Setelah doa selesai, para peserta dan masyarakat yang hadir akan berebut sesaji yang telah dihidangkan. Dalam tradisi Jawa, sesaji yang telah didoakan dipercaya membawa berkah. Oleh karena itu, momen rebutan ini berlangsung meriah dan menjadi salah satu daya tarik dalam acara.

5. Pagelaran Wayang Kulit Lakon Murwakala

Puncak acara Ruwat Agung Nuswantoro adalah pagelaran wayang kulit dengan lakon Murwakala. Kisah ini menggambarkan cerita Batara Kala yang menjadi simbol dari energi negatif.

Dan, bagaimana ia dapat ditenangkan melalui kebijaksanaan dan spiritualitas. Pementasan ini bukan hanya bagian dari ritual, tetapi juga memiliki nilai edukatif yang mendalam bagi masyarakat, khususnya generasi muda.

Makna dan Filosofi di Balik Ruwat Agung Nuswantoro

Tradisi Ruwat Agung Nuswantoro mengandung pesan filosofis yang dalam.
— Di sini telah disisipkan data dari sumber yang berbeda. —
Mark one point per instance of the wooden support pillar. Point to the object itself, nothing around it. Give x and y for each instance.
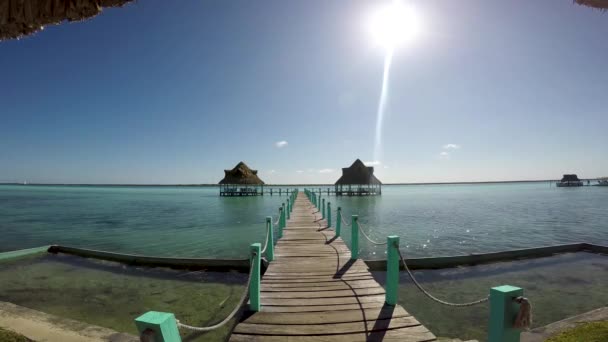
(270, 240)
(503, 311)
(354, 239)
(160, 326)
(392, 269)
(254, 285)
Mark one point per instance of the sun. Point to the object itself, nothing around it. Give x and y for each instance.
(393, 25)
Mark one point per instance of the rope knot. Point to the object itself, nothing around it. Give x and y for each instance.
(524, 316)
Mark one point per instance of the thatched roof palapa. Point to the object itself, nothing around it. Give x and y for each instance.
(358, 173)
(570, 178)
(20, 18)
(599, 4)
(241, 174)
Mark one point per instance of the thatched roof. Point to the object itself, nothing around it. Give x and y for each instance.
(358, 173)
(599, 4)
(241, 174)
(20, 18)
(570, 178)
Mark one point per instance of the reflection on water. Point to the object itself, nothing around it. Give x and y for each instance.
(112, 295)
(558, 287)
(431, 220)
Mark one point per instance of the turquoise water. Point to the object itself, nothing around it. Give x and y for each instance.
(194, 221)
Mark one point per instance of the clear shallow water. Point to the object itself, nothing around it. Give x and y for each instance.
(558, 287)
(194, 221)
(112, 295)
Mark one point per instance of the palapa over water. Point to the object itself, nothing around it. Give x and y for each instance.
(241, 181)
(358, 179)
(20, 18)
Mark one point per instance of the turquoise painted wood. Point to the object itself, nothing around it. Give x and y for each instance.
(392, 269)
(338, 221)
(270, 241)
(329, 214)
(323, 209)
(354, 242)
(163, 324)
(503, 311)
(280, 222)
(254, 285)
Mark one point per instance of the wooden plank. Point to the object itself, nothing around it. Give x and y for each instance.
(325, 329)
(326, 317)
(312, 291)
(323, 294)
(409, 334)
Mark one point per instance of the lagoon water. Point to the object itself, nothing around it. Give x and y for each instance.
(431, 220)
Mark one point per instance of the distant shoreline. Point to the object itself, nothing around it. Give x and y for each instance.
(280, 185)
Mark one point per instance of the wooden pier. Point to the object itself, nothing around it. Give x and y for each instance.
(313, 291)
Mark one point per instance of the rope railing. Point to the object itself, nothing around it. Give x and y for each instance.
(368, 238)
(429, 295)
(230, 316)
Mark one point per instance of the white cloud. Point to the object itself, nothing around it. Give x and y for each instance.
(372, 163)
(451, 147)
(281, 144)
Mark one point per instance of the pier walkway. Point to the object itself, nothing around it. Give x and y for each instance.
(313, 291)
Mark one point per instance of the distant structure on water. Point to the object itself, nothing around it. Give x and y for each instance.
(570, 180)
(241, 181)
(358, 180)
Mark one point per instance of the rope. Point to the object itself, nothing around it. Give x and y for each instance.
(369, 239)
(483, 300)
(230, 316)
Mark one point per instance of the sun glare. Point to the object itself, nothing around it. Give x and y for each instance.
(393, 25)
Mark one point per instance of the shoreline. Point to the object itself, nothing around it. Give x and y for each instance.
(283, 185)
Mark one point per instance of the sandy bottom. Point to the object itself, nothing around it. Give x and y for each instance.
(112, 295)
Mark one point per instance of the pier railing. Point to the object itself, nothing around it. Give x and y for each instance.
(509, 310)
(164, 326)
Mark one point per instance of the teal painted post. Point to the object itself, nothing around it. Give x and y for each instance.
(392, 269)
(270, 241)
(163, 324)
(338, 221)
(354, 238)
(323, 208)
(284, 215)
(329, 214)
(503, 311)
(280, 222)
(254, 285)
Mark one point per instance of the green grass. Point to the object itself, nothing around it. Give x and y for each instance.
(588, 332)
(9, 336)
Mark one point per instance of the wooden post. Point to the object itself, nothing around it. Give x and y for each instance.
(270, 231)
(280, 222)
(323, 209)
(392, 269)
(254, 285)
(328, 214)
(503, 311)
(162, 326)
(338, 221)
(354, 238)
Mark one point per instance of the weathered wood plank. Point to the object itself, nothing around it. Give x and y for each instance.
(312, 291)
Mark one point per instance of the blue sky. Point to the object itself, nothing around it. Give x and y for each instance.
(174, 92)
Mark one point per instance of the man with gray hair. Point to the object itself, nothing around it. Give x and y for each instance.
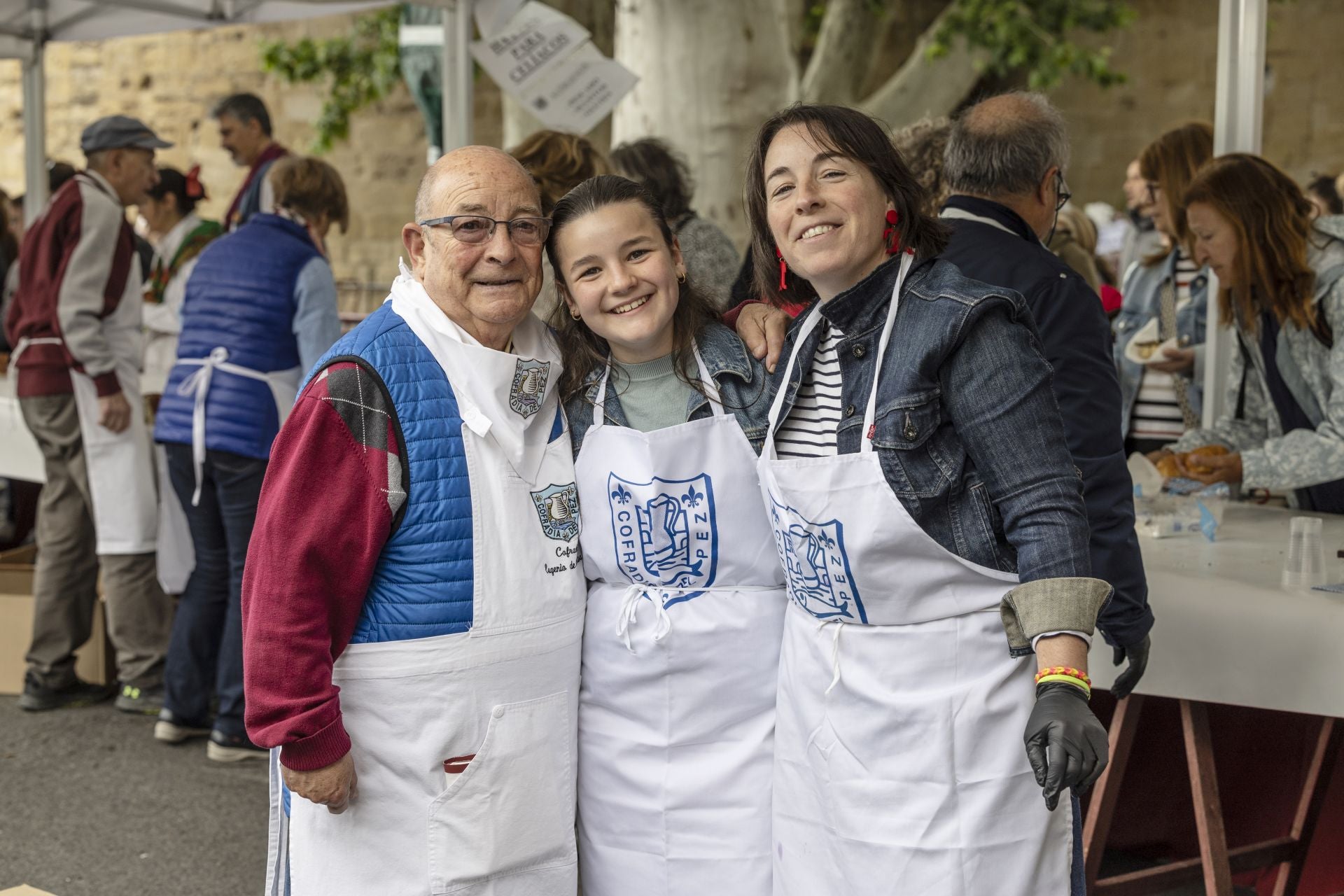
(1004, 164)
Ia tidak hanya menjadi sarana penyucian diri secara lahir dan batin, tetapi juga menjadi refleksi spiritual bagi setiap individu untuk kembali pada kesadaran bahwa manusia harus menjaga harmoni dengan sesama, alam, dan Tuhan. Beberapa makna penting dari tradisi ini antara lain:

  • Pembersihan spiritual: Menghapus aura negatif, kesialan, dan potensi malapetaka.
  • Penguatan identitas budaya: Menjaga nilai-nilai tradisi leluhur yang mulai terkikis zaman.
  • Media transformasi diri: Banyak peserta merasakan perubahan positif dalam hidup mereka setelah mengikuti ruwatan, mulai dari meningkatnya kesehatan, kelancaran rezeki, hingga hubungan sosial yang membaik.
  • Ajang pelestarian budaya: Memberikan ruang kepada generasi muda untuk mengenal dan mencintai tradisi lokal.

Demikian detikers informasi tentang tradisi tradisional di Jawa Timur, Ruwat Agung Nuswantoro dari Mojokerto. Mengenali tradisi membantu kita mencintai dan melestarikannya. Semoga bermanfaat.